Homeless migrants will be deported and criminals from EU countries will be banned under tough new post-Brexit laws to be unveiled by Priti Patel

  • Ban means offenders will no longer get special treatment if they are EU nationals
  • Existing rules say only those posing serious and current threat can be banned
  • But measures will rely on UK retaining access to European criminal databases

Priti Patel today publishes tough new measures which will ban EU criminals entering Britain from January 1 and remove rough sleepers.

Offenders will no longer get special treatment if they are EU nationals.

However, the measures will partly rely on Britain retaining access to European criminal databases, on which a deal has yet to be reached.

Existing EU rules mean Britain can only prevent EU criminals entering if they present a serious and current threat.

The new measures will lower that hurdle. In one of the most significant outcomes of Brexit, the Home Secretary will be able to prevent anyone handed 12 months or more in jail from entering.
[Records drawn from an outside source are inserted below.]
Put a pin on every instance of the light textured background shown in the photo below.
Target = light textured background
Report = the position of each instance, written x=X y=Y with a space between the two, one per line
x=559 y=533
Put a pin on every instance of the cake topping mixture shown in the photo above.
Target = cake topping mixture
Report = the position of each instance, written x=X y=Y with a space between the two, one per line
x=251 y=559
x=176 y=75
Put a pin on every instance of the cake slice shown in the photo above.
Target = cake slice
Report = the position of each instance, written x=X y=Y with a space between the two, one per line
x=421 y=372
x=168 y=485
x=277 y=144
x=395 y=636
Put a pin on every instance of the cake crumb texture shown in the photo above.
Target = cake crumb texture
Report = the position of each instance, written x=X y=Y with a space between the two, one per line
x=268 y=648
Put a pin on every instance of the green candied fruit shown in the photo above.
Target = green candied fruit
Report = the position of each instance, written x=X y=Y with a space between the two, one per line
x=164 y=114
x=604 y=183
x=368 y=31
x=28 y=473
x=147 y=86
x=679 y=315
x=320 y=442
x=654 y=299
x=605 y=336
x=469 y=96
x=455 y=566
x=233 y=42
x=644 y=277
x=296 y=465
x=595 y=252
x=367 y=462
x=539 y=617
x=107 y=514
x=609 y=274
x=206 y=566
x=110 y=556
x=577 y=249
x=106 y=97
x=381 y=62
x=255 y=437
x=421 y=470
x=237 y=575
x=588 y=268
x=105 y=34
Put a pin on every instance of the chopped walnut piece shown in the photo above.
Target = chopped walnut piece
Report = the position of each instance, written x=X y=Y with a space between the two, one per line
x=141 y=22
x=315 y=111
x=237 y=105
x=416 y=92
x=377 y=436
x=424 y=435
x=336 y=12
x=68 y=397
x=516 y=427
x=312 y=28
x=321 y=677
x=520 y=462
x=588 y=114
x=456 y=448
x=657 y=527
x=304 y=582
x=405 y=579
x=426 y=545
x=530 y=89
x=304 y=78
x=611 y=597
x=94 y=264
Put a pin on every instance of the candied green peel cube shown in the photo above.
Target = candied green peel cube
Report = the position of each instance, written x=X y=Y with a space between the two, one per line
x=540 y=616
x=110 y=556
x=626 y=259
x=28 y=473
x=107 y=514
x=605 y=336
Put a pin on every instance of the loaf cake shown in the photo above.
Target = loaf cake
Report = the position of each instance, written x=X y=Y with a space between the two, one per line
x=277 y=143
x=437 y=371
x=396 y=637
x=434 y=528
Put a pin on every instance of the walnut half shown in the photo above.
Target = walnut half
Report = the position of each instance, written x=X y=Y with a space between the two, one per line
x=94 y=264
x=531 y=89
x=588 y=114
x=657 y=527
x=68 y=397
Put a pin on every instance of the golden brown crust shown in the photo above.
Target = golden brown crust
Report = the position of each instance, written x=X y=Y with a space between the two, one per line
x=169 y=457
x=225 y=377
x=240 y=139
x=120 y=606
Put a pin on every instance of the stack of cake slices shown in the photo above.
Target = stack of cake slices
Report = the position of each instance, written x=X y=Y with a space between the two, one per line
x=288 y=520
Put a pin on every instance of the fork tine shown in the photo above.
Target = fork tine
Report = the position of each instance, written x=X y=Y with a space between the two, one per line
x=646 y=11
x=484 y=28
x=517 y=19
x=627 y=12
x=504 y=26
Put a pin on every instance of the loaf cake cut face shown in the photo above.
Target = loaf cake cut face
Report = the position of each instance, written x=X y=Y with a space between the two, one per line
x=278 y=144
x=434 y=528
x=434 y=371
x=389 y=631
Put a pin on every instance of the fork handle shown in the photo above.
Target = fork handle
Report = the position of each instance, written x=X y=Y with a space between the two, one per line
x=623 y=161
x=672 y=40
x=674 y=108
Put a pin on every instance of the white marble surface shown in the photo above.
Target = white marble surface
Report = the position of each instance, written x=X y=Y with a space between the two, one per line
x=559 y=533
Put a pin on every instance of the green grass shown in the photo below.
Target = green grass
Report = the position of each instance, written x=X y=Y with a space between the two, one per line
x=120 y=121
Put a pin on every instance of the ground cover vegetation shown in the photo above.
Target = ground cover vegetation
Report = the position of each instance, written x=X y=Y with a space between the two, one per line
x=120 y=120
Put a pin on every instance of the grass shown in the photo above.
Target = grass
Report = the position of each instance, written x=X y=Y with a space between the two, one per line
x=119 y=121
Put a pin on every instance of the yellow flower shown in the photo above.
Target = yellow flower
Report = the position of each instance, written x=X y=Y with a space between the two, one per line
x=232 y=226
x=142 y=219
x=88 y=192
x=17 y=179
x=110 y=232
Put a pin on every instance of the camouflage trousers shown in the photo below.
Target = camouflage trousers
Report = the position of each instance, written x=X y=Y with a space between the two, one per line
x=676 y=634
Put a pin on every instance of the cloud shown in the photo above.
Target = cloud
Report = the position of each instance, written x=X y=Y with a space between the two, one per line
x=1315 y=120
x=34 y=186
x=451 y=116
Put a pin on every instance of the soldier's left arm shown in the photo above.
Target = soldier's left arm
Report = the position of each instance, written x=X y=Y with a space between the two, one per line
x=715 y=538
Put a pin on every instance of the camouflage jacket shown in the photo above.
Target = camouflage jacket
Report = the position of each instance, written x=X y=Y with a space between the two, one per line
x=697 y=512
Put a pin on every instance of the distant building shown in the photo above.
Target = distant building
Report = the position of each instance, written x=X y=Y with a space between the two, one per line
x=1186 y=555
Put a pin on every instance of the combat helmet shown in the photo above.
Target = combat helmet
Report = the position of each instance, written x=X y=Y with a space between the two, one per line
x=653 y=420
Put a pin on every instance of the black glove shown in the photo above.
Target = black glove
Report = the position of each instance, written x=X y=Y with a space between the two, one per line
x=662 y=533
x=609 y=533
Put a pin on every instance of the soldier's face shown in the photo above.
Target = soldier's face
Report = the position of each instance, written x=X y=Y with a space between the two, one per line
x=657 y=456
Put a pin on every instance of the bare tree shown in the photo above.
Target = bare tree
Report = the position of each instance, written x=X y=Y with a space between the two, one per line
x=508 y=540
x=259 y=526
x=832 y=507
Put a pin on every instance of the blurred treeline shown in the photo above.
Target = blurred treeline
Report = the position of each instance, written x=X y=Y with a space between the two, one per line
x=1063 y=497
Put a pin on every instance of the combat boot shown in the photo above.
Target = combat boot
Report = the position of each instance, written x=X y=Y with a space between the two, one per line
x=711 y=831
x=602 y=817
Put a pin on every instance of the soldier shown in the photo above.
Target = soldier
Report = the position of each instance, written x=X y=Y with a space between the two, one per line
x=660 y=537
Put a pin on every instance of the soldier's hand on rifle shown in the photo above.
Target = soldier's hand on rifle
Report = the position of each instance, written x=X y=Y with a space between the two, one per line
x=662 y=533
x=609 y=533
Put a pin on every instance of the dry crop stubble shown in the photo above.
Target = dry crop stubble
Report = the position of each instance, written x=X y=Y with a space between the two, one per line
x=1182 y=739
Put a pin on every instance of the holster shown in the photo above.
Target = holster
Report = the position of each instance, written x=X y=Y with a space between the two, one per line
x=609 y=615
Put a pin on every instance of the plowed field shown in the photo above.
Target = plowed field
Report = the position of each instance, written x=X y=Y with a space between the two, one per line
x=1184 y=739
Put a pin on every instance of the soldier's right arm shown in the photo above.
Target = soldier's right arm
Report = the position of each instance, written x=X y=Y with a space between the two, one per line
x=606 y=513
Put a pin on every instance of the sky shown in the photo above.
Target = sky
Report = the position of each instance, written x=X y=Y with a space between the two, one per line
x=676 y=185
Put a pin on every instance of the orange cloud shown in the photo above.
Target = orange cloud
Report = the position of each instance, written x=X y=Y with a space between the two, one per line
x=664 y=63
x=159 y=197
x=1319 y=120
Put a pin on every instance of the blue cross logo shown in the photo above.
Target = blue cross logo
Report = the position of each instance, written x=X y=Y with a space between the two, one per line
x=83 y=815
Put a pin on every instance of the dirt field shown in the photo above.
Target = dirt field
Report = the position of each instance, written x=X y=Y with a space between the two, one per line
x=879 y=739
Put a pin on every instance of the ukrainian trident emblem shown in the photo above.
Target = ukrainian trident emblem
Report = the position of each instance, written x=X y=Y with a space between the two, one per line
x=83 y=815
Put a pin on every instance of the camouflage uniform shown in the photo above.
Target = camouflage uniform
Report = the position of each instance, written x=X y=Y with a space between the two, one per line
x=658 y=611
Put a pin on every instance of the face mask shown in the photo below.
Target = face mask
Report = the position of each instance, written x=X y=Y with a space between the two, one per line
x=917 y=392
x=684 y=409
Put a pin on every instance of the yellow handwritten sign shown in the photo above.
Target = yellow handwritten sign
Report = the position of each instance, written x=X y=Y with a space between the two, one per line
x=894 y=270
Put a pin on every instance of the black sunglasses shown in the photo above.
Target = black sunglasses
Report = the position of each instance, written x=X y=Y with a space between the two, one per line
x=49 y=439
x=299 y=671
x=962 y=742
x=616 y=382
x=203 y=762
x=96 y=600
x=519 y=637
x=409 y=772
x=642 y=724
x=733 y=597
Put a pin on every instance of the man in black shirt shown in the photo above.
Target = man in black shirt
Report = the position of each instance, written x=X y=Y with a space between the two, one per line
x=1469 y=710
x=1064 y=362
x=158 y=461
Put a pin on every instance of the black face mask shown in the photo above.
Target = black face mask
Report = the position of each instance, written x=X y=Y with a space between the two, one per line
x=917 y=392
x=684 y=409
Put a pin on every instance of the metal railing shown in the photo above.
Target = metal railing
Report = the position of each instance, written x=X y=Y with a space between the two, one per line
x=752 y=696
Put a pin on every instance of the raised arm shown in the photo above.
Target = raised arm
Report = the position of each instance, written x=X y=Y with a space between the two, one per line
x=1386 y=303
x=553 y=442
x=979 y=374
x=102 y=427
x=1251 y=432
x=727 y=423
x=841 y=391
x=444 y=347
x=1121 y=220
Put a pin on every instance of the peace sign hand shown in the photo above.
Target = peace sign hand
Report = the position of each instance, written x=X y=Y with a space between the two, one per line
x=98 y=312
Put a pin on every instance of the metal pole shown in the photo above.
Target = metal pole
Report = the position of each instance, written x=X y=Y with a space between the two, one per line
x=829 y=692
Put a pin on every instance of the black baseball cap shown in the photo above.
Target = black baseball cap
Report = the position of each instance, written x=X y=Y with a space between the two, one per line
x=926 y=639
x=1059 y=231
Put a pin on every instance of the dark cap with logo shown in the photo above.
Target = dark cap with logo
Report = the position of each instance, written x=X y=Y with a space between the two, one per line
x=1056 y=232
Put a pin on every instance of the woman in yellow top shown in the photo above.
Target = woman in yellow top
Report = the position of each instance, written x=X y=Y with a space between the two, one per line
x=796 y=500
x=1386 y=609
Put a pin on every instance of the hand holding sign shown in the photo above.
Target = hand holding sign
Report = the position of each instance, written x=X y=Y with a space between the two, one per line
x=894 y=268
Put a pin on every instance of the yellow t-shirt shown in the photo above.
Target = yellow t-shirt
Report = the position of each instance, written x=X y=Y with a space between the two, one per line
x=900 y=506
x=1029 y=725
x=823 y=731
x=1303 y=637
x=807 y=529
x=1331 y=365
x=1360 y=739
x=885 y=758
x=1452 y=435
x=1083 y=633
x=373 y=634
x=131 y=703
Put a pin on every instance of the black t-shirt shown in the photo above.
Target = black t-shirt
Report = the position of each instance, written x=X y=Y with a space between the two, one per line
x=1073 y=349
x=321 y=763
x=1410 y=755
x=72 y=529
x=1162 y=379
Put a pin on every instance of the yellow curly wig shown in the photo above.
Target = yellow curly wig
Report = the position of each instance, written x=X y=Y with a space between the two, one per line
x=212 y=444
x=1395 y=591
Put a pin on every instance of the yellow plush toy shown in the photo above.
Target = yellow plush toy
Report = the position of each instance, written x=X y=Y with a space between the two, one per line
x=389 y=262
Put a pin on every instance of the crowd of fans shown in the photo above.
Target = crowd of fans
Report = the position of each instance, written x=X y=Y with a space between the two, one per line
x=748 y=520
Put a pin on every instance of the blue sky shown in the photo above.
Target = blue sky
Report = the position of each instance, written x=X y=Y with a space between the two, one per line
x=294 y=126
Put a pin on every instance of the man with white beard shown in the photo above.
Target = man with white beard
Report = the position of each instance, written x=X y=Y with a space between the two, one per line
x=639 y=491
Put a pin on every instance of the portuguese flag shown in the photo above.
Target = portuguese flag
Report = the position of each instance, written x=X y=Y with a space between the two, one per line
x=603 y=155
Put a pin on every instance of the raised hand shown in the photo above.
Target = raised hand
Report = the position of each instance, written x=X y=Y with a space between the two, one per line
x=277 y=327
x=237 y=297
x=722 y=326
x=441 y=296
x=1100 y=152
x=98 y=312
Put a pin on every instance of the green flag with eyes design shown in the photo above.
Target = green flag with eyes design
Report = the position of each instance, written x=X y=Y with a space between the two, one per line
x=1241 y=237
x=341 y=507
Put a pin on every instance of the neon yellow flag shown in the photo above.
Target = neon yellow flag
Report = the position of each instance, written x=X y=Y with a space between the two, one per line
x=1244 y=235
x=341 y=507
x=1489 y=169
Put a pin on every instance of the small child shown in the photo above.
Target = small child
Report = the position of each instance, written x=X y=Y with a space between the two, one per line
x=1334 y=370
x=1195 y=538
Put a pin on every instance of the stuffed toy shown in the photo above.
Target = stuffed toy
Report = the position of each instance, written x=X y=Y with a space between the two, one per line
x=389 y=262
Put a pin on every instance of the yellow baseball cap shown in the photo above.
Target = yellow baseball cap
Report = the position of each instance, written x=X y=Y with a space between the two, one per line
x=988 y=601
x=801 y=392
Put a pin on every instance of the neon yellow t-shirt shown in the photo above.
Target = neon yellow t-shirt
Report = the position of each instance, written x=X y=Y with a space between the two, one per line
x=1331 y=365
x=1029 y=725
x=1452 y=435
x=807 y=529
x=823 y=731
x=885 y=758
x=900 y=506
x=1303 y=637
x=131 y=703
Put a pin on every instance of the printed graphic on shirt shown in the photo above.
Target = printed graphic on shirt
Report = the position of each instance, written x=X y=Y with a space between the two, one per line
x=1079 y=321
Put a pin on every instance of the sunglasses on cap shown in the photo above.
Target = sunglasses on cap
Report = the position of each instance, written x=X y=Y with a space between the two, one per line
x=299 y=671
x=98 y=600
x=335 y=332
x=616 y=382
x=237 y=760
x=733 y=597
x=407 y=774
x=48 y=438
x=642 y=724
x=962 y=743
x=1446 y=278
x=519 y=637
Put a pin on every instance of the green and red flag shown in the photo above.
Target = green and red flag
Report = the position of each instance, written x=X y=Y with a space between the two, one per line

The measures, to be introduced in Parliament today, do not apply to the four million who have registered under the EU Settlement Scheme.

They will be able to come and go as they please.

Priti Patel, pictured, today publishes tough new measures which will ban EU criminals entering Britain from January 1 and remove rough sleepers

In addition, the regulations will allow the Home Office to remove EU nationals who sleep rough in this country and who refuse help, or who commit crimes such as aggressive begging.

It means the Home Office will have new powers to deal with EU nationals who set up ‘tent cities’ in London’s Park Lane and at other locations across the country.

It is understood the powers will be used ‘very sparingly and only as a last resort’ against homeless foreign nationals who commit anti-social behaviour or low-level crime which may not meet the normal criteria for deportation.

Miss Patel said: ‘For too long, EU rules have forced us to allow dangerous foreign criminals, who abuse our values and threaten our way of life, onto our streets.

‘The UK will be safer thanks to firmer and fairer border controls where foreign criminals regardless of nationality will be subject to the same criminality rules.’

The changes mean that foreign criminals sentenced to more than a year in jail will be banned from entering the UK, compared with current EU rules which set out a cut-off of a recent jail spell of more than four years.

The Home Secretary will also be able to refuse entry to foreign criminals sentenced to less than a year in jail on a case-by-case basis.

And offenders who have not received a prison sentence could also be banned if, for example, they have been persistent criminals; their offending risks causing ‘serious harm’, such as sex offenders; or their presence here is ‘not conducive to the public good’.

Currently, EU rules mean criminals can only be barred if they present a ‘genuine, present and sufficiently serious threat affecting one of the fundamental interests of society’, meaning older offences cannot be taken into account.

For example, an EU national jailed for rape a decade ago cannot currently be refused entry if they have not re-offended since. Under the new rules, that rapist could be banned from Britain.

The regulations will allow the Home Office to remove EU nationals who sleep rough in this country and who refuse help, or who commit crimes such as aggressive begging (pictured: groups in London’s Park Lane)

It means the Home Office will have new powers to deal with EU nationals who set up ‘tent cities’ in London’s Park Lane, pictured, and at other locations across the country 

Romanian gypsies at their camp at the 7/7 memorial in Hyde Park, where they used the plaque as a dinner table

The Home Office will be able to take all offences into account whether committed in the UK or overseas. Anyone involved in sham marriages will also be refused entry.

Officials acknowledged there will be ‘some limited exceptions’, however.

For example, an EU citizen could bring a claim under the European Convention on Human Rights, potentially delaying their removal.

EU citizens already living in Britain who have signed up to retain their current status under the EU Settlement Scheme will not be affected by the new measures. This will include rough-sleepers.

However, if they commit a crime from January 1 which results in a jail sentence of a year or more their status could be revoked.

If Britain loses access to European criminal records databases the new powers will be difficult to enforce because it will make it harder to identify offenders who arrive at the UK border.

But a Home Office source said last night they were confident they would be able to use other databases, such as those run by Interpol.